Horses don't get mustaches like men do at a certain age, it all depends on the horse and how much hair he/she produces around the face. For example, draft horses and ponies usually have lots of hair, especially under their chin and up to their cheeks. 

Like this:








(I'm not sure if this is what you're describing or not.)
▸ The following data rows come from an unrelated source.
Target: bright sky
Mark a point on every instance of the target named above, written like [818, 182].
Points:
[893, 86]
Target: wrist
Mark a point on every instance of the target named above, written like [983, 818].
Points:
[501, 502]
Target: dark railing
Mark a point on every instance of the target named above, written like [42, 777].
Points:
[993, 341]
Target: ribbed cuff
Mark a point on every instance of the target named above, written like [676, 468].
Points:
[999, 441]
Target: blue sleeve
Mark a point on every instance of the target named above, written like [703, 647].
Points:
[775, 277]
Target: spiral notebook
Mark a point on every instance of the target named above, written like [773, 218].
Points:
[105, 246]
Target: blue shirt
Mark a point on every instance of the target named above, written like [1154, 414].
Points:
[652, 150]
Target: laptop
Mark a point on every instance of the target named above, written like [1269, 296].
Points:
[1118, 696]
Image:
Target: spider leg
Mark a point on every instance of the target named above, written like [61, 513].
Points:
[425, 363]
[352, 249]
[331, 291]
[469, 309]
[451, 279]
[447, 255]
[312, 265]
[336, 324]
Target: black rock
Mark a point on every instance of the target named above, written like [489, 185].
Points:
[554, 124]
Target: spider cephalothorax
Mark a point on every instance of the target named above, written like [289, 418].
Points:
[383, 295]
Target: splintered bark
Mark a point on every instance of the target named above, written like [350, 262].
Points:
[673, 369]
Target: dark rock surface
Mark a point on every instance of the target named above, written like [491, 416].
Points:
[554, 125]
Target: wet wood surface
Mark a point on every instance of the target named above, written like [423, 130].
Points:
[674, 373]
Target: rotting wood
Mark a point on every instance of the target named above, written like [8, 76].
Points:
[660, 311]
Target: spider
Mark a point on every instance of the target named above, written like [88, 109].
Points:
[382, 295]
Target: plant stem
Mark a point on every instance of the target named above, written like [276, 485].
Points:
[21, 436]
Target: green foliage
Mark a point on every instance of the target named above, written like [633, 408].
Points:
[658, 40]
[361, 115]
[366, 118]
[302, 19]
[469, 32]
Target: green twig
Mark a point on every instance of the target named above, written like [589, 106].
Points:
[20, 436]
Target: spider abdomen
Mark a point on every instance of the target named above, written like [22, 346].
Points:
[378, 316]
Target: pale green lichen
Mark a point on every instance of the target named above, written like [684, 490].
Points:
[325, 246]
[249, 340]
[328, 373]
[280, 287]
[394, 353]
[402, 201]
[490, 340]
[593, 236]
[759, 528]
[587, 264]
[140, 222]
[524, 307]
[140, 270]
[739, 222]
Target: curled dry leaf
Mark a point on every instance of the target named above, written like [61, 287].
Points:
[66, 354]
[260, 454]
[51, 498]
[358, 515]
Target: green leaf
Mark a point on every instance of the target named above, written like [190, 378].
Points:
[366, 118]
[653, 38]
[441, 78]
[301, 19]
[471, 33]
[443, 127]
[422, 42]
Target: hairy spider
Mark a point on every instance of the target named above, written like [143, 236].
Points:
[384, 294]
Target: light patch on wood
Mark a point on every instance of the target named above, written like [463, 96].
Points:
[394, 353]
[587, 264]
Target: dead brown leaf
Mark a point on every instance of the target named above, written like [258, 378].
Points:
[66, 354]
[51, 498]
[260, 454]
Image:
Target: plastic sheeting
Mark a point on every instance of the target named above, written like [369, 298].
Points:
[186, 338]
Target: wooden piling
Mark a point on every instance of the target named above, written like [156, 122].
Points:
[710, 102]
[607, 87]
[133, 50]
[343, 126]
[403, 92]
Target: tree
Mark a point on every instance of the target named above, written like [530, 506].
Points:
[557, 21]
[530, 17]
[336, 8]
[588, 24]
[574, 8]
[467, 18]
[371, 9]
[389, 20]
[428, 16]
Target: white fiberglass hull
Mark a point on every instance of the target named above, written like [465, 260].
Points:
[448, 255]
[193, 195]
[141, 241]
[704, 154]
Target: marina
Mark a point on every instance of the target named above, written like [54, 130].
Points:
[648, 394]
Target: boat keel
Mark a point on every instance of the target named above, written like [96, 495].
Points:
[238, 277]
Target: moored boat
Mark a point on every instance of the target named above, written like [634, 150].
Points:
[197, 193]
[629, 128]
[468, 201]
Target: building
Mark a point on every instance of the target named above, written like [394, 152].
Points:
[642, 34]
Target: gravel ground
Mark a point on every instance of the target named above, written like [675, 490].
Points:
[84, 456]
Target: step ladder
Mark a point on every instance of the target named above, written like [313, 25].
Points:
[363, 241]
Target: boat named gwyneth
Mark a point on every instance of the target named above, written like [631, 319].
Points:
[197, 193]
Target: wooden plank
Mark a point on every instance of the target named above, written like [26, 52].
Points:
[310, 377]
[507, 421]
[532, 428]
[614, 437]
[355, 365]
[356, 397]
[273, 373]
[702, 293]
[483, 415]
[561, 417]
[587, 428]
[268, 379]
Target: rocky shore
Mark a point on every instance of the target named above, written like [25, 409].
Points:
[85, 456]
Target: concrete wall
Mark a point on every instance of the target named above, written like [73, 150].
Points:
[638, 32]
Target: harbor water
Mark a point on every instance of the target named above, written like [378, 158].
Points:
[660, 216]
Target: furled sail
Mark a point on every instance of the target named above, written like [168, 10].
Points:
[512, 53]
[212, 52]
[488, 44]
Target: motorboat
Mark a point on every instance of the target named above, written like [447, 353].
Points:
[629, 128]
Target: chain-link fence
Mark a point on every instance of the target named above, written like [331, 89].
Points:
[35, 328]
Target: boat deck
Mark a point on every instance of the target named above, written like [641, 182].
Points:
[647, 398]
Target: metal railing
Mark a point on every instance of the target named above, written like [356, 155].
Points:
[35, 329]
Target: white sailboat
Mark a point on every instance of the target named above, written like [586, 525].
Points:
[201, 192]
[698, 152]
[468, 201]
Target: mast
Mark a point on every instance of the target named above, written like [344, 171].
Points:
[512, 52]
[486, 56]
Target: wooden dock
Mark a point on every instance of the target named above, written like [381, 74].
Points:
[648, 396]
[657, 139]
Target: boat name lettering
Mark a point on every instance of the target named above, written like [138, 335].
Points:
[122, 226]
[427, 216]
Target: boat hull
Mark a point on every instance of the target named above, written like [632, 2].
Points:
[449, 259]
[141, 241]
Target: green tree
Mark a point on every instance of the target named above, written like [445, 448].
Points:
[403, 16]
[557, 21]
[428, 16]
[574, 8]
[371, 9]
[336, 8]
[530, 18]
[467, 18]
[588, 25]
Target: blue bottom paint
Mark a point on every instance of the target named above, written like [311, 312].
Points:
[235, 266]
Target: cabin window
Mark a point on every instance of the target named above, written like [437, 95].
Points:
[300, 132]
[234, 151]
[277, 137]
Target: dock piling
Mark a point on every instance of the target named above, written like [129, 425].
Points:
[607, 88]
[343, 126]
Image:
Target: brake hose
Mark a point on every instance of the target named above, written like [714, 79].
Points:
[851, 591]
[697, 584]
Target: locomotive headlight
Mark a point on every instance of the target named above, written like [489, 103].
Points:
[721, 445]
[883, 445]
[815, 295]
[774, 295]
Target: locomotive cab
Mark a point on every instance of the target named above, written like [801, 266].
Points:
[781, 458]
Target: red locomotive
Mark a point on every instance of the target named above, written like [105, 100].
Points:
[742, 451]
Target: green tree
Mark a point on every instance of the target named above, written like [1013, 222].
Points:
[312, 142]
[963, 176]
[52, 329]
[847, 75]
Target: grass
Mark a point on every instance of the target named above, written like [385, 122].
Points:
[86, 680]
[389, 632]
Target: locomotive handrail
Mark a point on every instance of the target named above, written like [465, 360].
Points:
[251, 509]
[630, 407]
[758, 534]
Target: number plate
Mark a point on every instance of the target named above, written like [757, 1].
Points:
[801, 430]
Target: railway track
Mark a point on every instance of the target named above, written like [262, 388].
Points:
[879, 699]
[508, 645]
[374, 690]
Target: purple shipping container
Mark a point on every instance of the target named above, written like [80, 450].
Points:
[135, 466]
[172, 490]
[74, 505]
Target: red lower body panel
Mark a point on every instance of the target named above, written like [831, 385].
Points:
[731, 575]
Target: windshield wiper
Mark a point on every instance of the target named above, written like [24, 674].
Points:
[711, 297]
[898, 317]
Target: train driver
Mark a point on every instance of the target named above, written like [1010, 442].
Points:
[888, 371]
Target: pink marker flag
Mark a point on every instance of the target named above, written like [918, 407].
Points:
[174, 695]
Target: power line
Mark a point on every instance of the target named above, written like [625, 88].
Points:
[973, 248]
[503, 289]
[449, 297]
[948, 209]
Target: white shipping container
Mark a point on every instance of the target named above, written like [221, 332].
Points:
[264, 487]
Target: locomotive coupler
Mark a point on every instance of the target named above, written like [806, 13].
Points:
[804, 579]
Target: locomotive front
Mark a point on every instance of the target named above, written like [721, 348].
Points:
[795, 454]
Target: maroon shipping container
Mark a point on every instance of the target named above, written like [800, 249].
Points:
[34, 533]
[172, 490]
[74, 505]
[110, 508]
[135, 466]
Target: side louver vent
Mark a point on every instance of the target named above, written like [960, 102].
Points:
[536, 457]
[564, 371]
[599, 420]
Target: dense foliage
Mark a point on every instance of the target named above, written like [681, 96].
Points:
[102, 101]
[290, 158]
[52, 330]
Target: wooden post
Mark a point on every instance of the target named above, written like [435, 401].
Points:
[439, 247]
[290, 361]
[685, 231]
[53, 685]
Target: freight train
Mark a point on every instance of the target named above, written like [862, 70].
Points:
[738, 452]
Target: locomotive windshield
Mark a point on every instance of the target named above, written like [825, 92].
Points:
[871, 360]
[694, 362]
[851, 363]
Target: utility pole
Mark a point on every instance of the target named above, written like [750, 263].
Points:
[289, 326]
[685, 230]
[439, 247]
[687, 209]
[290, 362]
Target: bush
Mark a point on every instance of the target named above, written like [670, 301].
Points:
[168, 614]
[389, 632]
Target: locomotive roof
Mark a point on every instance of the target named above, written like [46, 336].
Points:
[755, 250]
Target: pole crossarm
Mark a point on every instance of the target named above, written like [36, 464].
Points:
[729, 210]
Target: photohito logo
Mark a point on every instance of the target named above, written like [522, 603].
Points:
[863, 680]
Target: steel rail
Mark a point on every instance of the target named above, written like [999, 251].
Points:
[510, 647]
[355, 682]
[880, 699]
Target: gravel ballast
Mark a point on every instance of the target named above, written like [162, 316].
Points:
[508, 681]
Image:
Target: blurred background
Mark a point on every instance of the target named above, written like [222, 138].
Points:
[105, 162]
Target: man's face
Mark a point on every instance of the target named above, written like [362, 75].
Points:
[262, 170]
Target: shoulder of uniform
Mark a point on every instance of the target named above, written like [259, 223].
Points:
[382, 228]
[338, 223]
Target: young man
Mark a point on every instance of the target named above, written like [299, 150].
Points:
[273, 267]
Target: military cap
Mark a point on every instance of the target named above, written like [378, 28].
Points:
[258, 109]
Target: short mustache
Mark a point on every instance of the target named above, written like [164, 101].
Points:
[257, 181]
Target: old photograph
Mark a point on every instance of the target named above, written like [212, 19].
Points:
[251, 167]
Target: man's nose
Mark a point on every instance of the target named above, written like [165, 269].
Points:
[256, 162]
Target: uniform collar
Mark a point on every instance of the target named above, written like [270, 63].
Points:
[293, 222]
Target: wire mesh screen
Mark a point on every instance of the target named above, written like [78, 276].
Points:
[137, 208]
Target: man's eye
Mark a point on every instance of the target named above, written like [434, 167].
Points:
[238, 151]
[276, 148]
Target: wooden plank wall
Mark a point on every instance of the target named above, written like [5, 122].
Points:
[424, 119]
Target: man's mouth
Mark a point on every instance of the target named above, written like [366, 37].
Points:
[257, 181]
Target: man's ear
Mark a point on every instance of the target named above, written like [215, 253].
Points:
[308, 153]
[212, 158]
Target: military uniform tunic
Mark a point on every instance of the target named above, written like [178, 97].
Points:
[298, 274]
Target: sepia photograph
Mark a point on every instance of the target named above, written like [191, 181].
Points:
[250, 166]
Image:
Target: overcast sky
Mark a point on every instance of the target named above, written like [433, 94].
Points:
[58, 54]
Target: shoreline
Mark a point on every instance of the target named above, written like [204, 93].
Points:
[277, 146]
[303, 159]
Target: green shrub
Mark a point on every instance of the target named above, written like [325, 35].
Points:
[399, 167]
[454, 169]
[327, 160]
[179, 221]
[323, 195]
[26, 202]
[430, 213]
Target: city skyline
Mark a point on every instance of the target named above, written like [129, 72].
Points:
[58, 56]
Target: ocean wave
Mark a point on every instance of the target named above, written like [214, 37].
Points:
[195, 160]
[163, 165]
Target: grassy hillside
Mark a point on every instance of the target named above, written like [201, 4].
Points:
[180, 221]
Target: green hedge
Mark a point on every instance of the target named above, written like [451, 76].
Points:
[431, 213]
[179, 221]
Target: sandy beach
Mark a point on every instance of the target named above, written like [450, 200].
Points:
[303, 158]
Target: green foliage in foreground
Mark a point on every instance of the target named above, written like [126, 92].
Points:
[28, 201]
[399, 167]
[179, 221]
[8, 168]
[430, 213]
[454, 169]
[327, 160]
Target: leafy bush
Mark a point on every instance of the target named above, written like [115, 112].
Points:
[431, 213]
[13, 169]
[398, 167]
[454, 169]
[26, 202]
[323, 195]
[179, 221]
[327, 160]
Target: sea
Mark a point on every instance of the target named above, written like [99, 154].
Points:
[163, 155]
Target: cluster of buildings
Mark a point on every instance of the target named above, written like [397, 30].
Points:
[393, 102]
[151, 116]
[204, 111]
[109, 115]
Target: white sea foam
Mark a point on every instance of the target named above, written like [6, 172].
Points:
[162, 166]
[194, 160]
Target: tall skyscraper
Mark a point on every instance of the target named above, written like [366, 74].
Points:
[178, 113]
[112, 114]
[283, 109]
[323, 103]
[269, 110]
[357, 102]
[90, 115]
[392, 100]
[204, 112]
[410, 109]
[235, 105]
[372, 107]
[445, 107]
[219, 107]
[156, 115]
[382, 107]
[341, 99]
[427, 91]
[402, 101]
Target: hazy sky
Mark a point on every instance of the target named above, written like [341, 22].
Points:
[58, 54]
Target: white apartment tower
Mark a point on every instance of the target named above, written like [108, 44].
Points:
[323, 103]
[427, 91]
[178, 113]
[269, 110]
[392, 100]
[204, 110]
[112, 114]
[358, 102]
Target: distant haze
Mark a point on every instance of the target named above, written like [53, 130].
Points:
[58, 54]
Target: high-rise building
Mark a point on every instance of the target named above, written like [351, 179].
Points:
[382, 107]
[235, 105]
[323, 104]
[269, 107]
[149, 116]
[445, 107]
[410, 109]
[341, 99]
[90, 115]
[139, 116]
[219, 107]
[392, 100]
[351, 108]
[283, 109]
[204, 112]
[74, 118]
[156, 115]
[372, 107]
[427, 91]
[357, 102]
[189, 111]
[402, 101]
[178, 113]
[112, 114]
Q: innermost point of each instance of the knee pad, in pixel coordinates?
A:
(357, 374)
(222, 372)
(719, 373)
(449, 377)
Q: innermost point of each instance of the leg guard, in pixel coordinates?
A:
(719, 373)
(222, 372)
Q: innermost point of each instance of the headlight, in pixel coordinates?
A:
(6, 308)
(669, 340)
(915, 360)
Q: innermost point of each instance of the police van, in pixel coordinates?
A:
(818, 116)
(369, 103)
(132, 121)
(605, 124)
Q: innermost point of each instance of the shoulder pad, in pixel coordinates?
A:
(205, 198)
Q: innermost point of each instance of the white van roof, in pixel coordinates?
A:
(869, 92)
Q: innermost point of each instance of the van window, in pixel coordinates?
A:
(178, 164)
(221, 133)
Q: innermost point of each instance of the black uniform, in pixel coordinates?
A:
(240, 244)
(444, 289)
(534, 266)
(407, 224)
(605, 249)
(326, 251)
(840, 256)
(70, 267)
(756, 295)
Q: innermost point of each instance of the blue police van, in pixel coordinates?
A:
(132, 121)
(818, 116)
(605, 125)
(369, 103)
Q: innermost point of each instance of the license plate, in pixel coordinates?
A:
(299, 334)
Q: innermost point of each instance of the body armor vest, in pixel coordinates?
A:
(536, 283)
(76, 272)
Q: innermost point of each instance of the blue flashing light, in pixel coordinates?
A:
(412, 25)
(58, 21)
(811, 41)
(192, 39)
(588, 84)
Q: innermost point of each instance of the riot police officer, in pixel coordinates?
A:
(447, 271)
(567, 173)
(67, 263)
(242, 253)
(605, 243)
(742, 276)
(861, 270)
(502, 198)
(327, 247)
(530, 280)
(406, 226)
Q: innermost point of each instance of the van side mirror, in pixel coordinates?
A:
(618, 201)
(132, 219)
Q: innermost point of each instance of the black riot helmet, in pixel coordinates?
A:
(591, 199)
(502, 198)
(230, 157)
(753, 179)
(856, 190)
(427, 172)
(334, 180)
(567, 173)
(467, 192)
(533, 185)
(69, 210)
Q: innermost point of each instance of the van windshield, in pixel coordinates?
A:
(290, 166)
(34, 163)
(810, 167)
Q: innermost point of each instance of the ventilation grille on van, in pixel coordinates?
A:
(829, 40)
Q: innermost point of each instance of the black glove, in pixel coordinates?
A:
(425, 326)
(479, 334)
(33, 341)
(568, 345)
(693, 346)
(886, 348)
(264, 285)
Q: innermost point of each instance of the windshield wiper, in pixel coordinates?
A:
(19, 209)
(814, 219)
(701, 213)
My mare gets really fuzzy under her jawline in the winter (like the pic above), it just comes with her winter coat, and then most of it falls out in the summer. Sometimes I trim it, sometimes I don't.


----------



## equiniphile

hmm. do you mean like whiskers?


----------



## nldiaz66

I mean like a real mustache... I will get a pic for ya.


----------



## SavvyHearts

like the draft pictured, it's just something that they get. Not sure if it's a gene or something but just like how some guys for example have hairier chests (for example) than others...some horses can get mustaches where others might not have any hair on their lip (sorry if that was confusing)


----------



## Deej

I know what you mean.... Several Mustangs grow nice mustaches. I had a grade Quarter horse once and he had a rather bushy mustache. Ive heard that it comes from the spanish horses from when they were brought here long ago. I currently own a Peruvian mare and she has a little tuft of mustache on her upper lip. I think its cute. You will learn to love it if you don't already!!


----------



## SavvyHearts

I also believe that there is a line of Quarter Horses that are bred for them also. My friend has a QH that has one also....and I've also known some Cobs to have them


----------



## ElDorado

I know what you mean. My boss buys ranch horses out of Mexico and a lot of them have them. They're so cute. I've seen a few get so long that you could curl it at the ends like a handlebar mustache. I don't know what breed it comes from since most of the horses are mix breeds.


----------



## nldiaz66

so at what age do they usually get one? any?


----------



## nldiaz66

heres a pic, not mine horse but the same looking mustache


----------



## parcfarms

EDIT: just saw pictures,those wiskers? foals get them to im not sure of age.


----------



## nldiaz66

no,not the wiskers!!! the mustache on his top lip kinda hard to see but its there.


----------



## ElDorado

Cute. I've seen horses of all ages with it so I don't think it's an age thing. We always said it was because a horse had a lot of Spanish blood but I don't know if thats really true.


----------



## heyycutter

MY QUARTERHORSE HAS THAT! haha its white and like 2 inches long on each side. and it curls up at the end. its pretty funnylooking. i tried to shave it off one time and it grew back reallyreally fast lol


----------



## heyycutter

oh and hes only 13 years old


----------



## ChevyPrincess

That is so cute!! I wish my horse had one!! hehe. =]


----------



## Fire Eyes

_As far as I know, it's not an age thing. A 6 year old I used to ride had one.
_


----------



## BackInTheSaddleAgain

Aw, it's cute. I've never seen that before.


----------



## RedRoan

Here are a couple of pics I pulled off the internet.


----------



## CheyAut

Gypsy Vanners very often have them. 

My Fell pony does, I love it  I can't ge to my photos at work though, I will try to remember to post it here later. He's 5, I just bought him this year so I can't tell you when he first got it, but as was mentioned, age probably has nothing to do with it. Some people hate them, I think they're adorable


----------



## Count Jackula

My shire grows one when his winter coat comes in :wink: He's ten - I don't think it has anything to do with age, but general hairiness!


----------



## libbybinger

i've never seen a horse with a mustache before its kinda cute in a weird way.....lol


----------



## ChevyPrincess

You notice they are all the same color? That is funny


----------



## riccil0ve

Wow. The first picture the OP posted I wouldn't mind, but all those other ones? I'd have to shave it. It just creeps me out, lol.


----------



## cmrtoner

my gypsy has one...i shave it when it gets all out of control though...here's a picture of it last winter when i let it grow out with his winter coat (gross i know)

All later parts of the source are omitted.